Is a root canal painful?

Root canals should not be painful if they are done with proper precaution. Prior to the procedure, the area surrounding the tooth will be numbed with a local anesthetic. If a patient is anxious about being conscious during a root canal, the patient may opt for nitrous oxide (laughing gas) or even sedation (general anesthesia). Most root canal procedures can be done by general dentists, but in more complex cases it would be wise for the dentist to refer the patient to an endodontist. An endodontist is a dentist with additional specialty training in treating tooth pain and performing root canal treatments.

The most commonly used filling material for a root canal is gutta percha, which is a rubber compound made from the sap of trees native to Southeast Asia. There are various cone sizes for the gutta percha based on the diameter and depth of the filling performed. Once the gutta percha is placed, the material is held in place with a sealer paste. Following the insertion of the gutta percha, the endodontist will place a simple filling over the canals through which they entered the tooth. After the filling is placed, the patient should feel no sensation in the treated tooth because all the nerves and connective pulp tissue are removed during a root canal.

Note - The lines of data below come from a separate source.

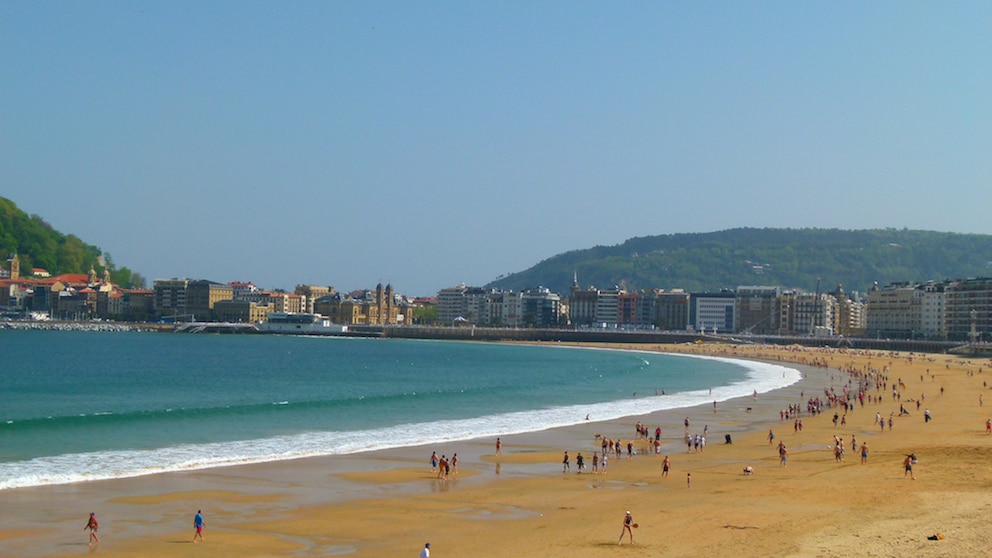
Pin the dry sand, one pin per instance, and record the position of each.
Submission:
(521, 504)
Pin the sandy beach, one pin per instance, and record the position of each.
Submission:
(520, 503)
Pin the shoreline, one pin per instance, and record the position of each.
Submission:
(185, 457)
(519, 502)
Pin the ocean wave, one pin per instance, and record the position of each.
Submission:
(81, 467)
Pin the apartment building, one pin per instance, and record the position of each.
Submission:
(202, 295)
(240, 311)
(894, 311)
(712, 312)
(757, 309)
(311, 293)
(540, 307)
(170, 296)
(969, 306)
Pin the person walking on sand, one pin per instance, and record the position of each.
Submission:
(93, 525)
(628, 527)
(198, 525)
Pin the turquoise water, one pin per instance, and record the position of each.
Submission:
(80, 406)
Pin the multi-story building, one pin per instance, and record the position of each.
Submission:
(202, 295)
(627, 309)
(757, 309)
(712, 312)
(894, 311)
(240, 311)
(933, 309)
(672, 310)
(582, 304)
(813, 314)
(310, 293)
(540, 307)
(170, 297)
(242, 289)
(139, 304)
(608, 306)
(379, 307)
(13, 270)
(463, 304)
(850, 317)
(969, 306)
(507, 309)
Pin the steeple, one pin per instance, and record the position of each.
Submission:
(14, 266)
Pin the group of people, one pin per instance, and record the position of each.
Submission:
(599, 464)
(443, 466)
(93, 525)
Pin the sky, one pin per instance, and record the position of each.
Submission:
(430, 144)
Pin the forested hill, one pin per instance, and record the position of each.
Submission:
(786, 257)
(37, 244)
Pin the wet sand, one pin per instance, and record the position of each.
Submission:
(390, 503)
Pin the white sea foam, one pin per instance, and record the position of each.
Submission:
(71, 468)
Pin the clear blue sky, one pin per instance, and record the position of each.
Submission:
(428, 144)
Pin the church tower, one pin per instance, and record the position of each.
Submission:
(14, 265)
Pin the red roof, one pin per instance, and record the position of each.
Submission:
(74, 278)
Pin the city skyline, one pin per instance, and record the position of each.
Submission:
(433, 145)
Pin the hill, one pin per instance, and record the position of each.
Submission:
(37, 244)
(787, 257)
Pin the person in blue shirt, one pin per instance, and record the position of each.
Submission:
(198, 525)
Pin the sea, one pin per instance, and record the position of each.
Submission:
(78, 406)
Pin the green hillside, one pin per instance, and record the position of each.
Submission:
(37, 244)
(787, 257)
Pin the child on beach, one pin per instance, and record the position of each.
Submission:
(93, 525)
(628, 524)
(198, 526)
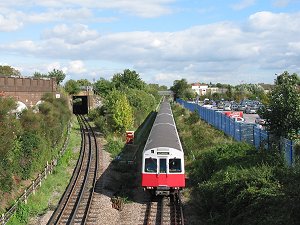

Following a root canal, patients are encouraged to return to their general dentist to have a protective crown placed on the tooth. If the practitioner does not remove all the infected tissue during a root canal or a portion of the tooth is left unsealed, the patient may experience pain from a future infection. Overfilling of gutta percha can also lead to the failure of a root canal. In the event of subsequent infection
following a root canal, an endodontist may recommend an apicoectomy (root resection). During an apicoectomy, the filling material and gutta percha are removed and an incision is made in the gum tissue to access the canal from the side and remove additional inflamed tissue near the bone. Following the removal of infected tissue, a gutta percha root filling point is placed towards the end of the removed root and a simple filling is placed over the gutta percha. Similar to a non-surgical root canal, a patient is encouraged to return to their general dentist to have a protective crown placed on the treated tooth following an apicoectomy.

In some instances with more severe infections, restoration of an infected tooth may not be advisable. If there is no possibility of saving an infected tooth or there is a subsequent infection following an apicoectomy, extraction may be the only viable option. Following an extraction, a patient is often advised to replace the missing tooth with an implant to ensure optimal occlusion and functionality of the surrounding teeth.